Riwayat ‘Umar yang dijadikan sebagai dalil utama oleh para pengusung pendapat kedua (tentang bolehnya i’tikâf tanpa berpuasa), ternyata diriwayatkan dalam beberapa lafaz yang berbeda. Jika lafaz-lafaz tersebut dikumpulkan lalu dikompromikan satu sama lain, maka tampak dengan jelas kelemahan sisi pendalilan yang dibangun di atasnya oleh para pengusung pendapat kedua. Berikut, adalah lafaz-lafaz yang dimaksud:

Pertama: Lafaz I’tikâf satu hari

«عَلَيَّ اعْتِكَافُ يَوْمٍ فِي الجَاهِلِيَّةِ، فَأَمَرَهُ أَنْ يَفِيَ بِهِ»

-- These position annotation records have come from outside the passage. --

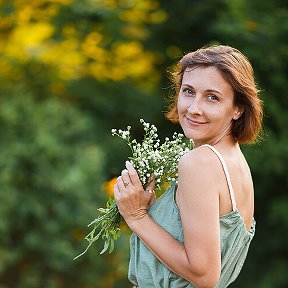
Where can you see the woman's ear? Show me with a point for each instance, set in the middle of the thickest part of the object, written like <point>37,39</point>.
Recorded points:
<point>238,111</point>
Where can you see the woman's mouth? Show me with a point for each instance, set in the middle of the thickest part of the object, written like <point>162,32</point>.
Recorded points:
<point>193,122</point>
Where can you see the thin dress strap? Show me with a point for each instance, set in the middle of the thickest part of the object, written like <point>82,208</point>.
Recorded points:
<point>226,174</point>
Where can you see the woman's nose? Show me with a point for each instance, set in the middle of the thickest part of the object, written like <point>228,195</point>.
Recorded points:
<point>195,107</point>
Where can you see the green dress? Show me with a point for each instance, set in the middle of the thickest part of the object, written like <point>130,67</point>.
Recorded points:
<point>146,271</point>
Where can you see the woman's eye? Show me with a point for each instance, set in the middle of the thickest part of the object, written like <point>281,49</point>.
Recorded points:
<point>188,91</point>
<point>213,97</point>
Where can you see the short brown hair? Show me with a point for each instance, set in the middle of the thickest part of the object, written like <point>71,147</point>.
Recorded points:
<point>237,70</point>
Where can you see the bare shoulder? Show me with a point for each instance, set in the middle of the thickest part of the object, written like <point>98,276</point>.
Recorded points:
<point>200,160</point>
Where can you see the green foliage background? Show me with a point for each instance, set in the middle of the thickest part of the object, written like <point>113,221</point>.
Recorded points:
<point>71,71</point>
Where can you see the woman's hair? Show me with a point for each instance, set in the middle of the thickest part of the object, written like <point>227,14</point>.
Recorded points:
<point>237,70</point>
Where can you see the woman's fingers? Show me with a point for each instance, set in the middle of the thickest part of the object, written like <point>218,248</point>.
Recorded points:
<point>126,178</point>
<point>133,174</point>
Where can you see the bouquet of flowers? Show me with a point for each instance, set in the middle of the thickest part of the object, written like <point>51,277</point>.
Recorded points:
<point>150,159</point>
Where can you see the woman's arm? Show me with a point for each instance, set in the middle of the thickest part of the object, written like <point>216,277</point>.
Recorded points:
<point>198,260</point>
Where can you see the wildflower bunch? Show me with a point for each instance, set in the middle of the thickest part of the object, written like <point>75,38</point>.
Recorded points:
<point>151,160</point>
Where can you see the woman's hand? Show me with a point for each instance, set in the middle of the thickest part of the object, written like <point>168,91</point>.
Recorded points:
<point>132,200</point>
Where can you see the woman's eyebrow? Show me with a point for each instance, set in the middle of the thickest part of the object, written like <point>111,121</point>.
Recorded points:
<point>208,90</point>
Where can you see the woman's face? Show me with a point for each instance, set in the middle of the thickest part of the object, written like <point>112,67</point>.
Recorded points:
<point>205,105</point>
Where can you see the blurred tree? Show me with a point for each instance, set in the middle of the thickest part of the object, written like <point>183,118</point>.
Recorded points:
<point>71,71</point>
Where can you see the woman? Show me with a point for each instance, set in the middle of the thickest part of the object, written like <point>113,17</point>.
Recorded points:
<point>197,234</point>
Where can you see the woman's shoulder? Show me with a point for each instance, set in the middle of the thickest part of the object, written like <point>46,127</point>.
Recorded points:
<point>200,158</point>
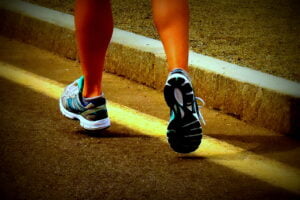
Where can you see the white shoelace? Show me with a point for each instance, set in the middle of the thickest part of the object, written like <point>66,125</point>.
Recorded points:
<point>199,107</point>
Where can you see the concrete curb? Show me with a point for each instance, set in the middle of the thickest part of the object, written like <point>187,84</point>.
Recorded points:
<point>259,98</point>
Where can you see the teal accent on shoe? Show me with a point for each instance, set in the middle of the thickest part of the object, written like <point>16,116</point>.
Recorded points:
<point>80,83</point>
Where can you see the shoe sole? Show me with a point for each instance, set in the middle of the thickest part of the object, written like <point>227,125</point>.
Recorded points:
<point>86,124</point>
<point>179,93</point>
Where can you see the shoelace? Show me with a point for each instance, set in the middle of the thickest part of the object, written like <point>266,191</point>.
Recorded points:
<point>199,107</point>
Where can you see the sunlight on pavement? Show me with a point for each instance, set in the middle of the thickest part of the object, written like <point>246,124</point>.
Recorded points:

“’Umar radhiallâhu’anhu berkata: ‘dulu semasa jahiliyyah, saya punya nadzar untuk i’tikâf satu hari’. Maka Nabi memerintahkan beliau untuk menunaikannya.” [Bukhâri: 3144]

Sementara dalam riwayat Imam Muslim disebutkan;

سَأَلَ عُمَرُ رَسُولَ اللهِ صَلَّى اللهُ عَلَيْهِ وَسَلَّمَ عَنْ نَذْرٍ كَانَ نَذَرَهُ فِي الْجَاهِلِيَّةِ اعْتِكَافِ يَوْمٍ

“’Umar radhiallâhu’anhu bertanya pada Rasūlullâh shallallâhu ‘alaihi wasallam tentang nadzar i’tikâf sehari yang dulu pernah ia niatkan semasa jahiliyyah.” [Muslim: 1656]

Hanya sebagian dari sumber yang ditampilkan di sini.